While a majority of patients in our study reported being counseled, their physicians did not address most of the 5As, thus confirming the need to improve physicians’ quality of obesity counseling.8
Our study did not find significant bivariate differences in obesity counseling between residents in the intervention and control groups. However, when theoretically-supported patient, visit and provider characteristics were taken into account, the obesity counseling curriculum was associated with higher quality of counseling. This is encouraging giving the challenges of determining the direct effects of training on clinical care and supports efforts to train physicians to deliver high quality obesity counseling. This study also highlights that there are many factors besides physician training that influence the quality of care a patient receives.
Patients with a higher BMI were more likely to receive counseling. This is not surprising since both patients and physicians are more likely to identify obesity as a problem when patients weigh more.31
Higher self-reported health status was associated with higher quality physician counseling which supports previous work showing that counseling is most likely to take place when there are fewer competing issues.32
Having a female physician was associated with higher quality of obesity counseling; female physician gender has been shown to predict higher rates of preventive care counseling in other studies.33
Greater continuity of care with the physician was associated with higher quality of counseling--physicians may have more time to counsel patients they have seen previously. Paradoxically, considering the physician to be one’s primary care provider was associated with lower quality counseling—future research is needed to confirm and elucidate whether and why this might be true. Unfortunately, female gender of the patient was associated with decreased quality of obesity counseling. This is concerning and warrants further study because obesity is more common in females.1
While this was a largely negative study, it has important strengths. We tested the impact of our curriculum on patient care. Few studies have examined the impact of medical education interventions on real-world physician performance34
possibly because attempts to show a significant impact of medical education are hindered by the relatively small anticipated effect of curricula on outcomes35
when compared to the myriad of other factors that impact patient care32
. Further, we developed a conceptual model and used it to identify important variables which could be expected to influence obesity counseling. While our study did not account for all potentially important factors (e.g., year of resident training, patient activation, language and/or cultural concordance) it demonstrated the need to develop more nuanced models to better identify evidence of educationally sensitive variance in outcomes.

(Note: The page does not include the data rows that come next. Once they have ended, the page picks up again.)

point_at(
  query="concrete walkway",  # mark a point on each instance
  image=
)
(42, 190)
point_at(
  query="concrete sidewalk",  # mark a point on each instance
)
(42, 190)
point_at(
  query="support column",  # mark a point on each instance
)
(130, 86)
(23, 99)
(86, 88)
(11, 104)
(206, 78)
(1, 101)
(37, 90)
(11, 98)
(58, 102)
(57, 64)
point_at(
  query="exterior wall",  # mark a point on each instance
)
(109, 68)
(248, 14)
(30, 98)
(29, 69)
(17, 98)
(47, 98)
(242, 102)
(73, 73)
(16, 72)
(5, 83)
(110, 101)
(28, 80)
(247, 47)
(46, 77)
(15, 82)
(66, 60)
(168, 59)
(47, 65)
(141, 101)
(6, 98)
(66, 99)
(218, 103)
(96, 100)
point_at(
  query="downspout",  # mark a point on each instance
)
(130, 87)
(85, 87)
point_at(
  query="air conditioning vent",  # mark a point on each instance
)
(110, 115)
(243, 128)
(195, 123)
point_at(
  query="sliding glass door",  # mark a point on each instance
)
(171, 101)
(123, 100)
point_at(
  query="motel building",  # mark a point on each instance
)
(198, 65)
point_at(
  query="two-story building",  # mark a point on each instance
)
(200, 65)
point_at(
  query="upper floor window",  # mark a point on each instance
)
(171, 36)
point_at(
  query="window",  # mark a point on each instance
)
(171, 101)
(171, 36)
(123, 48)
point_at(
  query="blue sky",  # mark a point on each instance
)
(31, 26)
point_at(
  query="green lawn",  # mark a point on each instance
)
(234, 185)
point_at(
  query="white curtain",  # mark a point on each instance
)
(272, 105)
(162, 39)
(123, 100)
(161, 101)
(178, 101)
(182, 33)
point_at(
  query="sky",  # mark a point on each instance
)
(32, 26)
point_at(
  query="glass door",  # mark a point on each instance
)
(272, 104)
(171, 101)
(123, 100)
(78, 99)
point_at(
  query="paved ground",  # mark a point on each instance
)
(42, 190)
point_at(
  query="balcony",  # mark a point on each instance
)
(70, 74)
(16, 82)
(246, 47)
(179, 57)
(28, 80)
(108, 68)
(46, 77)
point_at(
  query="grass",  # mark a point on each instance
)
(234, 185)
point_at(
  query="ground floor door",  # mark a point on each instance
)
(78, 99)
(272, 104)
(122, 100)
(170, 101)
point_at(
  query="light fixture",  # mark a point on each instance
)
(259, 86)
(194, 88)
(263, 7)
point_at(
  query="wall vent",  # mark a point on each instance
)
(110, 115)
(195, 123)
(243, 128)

This may guide the design of future medical education studies to capture the impact of training interventions on patient outcomes.
There are several limitations to this study. Given the small sample size, our study was underpowered to detect small differences. Residents who did not receive the curriculum may have learned from their peers in the intervention group, diminishing the measured differences between the groups. Generalizability is limited because we studied only one training program, although we anticipate using a more diverse sample of residents would yield substantially larger curriculum effects. Our residents had a higher rate of counseling in both groups than is reported in the literature (>70% vs. 20–30% in other studies (14, 31)), which may have produced a ceiling effect, diminishing the detectable difference between the two groups. Post hoc power calculations suggest that we would have needed a sample size of >700 to have minimum power (0.80) to detect the simple bivariate difference in quality of counseling we found between the curricular groups (about 5%).

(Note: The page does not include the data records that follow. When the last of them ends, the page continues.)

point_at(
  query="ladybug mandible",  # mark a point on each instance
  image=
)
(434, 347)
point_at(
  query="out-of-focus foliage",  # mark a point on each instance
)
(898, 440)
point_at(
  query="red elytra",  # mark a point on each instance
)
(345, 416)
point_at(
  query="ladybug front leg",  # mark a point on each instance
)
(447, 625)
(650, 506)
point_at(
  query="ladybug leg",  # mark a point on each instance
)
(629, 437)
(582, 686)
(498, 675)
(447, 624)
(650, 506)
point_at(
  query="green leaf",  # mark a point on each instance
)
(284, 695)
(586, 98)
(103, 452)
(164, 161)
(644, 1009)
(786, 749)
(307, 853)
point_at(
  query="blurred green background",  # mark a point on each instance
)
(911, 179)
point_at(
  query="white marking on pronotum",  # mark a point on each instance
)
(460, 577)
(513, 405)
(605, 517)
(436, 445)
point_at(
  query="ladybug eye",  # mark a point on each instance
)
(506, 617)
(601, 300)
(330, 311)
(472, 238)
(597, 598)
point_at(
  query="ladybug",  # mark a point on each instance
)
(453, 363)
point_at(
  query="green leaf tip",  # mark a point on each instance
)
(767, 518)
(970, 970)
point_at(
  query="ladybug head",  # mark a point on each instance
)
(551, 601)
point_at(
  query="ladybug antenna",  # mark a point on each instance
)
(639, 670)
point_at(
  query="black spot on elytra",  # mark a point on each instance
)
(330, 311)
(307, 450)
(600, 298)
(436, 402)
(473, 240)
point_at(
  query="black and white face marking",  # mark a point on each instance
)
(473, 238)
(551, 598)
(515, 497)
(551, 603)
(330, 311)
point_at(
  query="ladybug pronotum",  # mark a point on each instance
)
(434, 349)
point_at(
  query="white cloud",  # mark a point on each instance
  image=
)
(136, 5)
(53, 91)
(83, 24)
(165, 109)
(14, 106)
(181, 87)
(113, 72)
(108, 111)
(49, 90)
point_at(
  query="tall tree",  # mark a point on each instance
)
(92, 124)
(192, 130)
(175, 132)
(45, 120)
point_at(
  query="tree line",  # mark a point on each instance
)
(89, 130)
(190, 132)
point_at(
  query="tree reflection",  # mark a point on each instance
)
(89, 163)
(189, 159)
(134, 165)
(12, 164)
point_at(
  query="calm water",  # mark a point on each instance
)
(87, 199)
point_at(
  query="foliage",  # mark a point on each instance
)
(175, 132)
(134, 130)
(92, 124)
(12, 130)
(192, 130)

There are also limitations in our study design and analysis. We could not randomize the residents to the intervention due to fixed rotation schedules. While patients were blinded to intervention status, the residents were not. There may have been some variability in the quality and accuracy of weight and height measurements. The study was cross-sectional, and by not collecting data from multiple visits, we may have missed important curriculum effects. Our findings may not hold up with different patient populations although we suspect that many of the same core patient and visit characteristics will be important.

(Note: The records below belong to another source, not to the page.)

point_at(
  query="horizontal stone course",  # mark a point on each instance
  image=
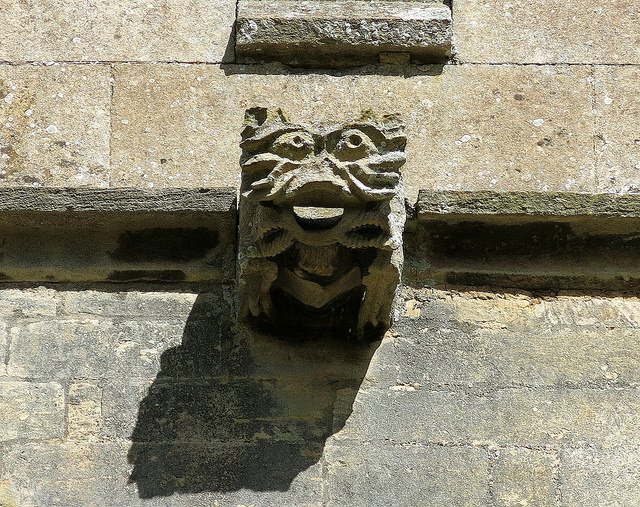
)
(406, 476)
(523, 476)
(55, 124)
(150, 30)
(527, 417)
(604, 478)
(342, 34)
(472, 127)
(90, 348)
(520, 31)
(616, 105)
(31, 410)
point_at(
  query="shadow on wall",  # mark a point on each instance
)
(231, 409)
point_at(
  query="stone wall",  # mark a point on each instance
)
(149, 395)
(474, 398)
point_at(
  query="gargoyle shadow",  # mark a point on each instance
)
(231, 409)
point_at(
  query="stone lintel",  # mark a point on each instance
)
(341, 33)
(117, 235)
(527, 240)
(533, 206)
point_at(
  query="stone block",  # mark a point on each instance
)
(54, 124)
(186, 475)
(90, 348)
(28, 303)
(84, 411)
(523, 417)
(217, 410)
(118, 235)
(314, 33)
(488, 343)
(617, 138)
(406, 476)
(4, 348)
(605, 478)
(191, 31)
(30, 410)
(472, 127)
(525, 477)
(496, 31)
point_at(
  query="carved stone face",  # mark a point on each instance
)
(320, 203)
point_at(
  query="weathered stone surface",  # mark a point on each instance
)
(90, 348)
(313, 33)
(78, 200)
(523, 477)
(485, 341)
(496, 31)
(325, 257)
(531, 206)
(604, 478)
(471, 127)
(123, 235)
(54, 124)
(93, 474)
(617, 106)
(28, 303)
(527, 417)
(84, 411)
(4, 348)
(191, 31)
(31, 410)
(406, 476)
(132, 304)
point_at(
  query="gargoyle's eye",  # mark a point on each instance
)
(354, 145)
(293, 145)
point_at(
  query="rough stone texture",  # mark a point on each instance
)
(471, 127)
(406, 476)
(524, 477)
(4, 348)
(603, 478)
(497, 31)
(312, 33)
(54, 124)
(150, 30)
(84, 412)
(118, 235)
(89, 347)
(31, 410)
(473, 398)
(617, 108)
(531, 206)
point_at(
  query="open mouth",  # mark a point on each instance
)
(316, 218)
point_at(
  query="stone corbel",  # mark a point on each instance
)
(321, 220)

Our measures are also limited. Ideally, we would have liked to have assessed more physician and visit characteristics but were limited both by the availability of data (determined by respondent burden and resource constraints) and by our small sample size which precluded the inclusion of too many variables. We relied on patient report to assess the quality of obesity counseling which may have produced a recall bias. While patient report has been shown to be superior to physician report and chart reviews as a method to assess physician practice36
, we cannot determine the accuracy of patient reporting in our study.
This study suggests avenues for further research. We plan to test the impact of this obesity curriculum using larger numbers of residents from multiple institutions. We also plan to conduct longitudinal follow-up of patients to see if training physicians to deliver higher quality obesity care leads to improved outcomes such as patient activation, intention to lose weight, and weight loss.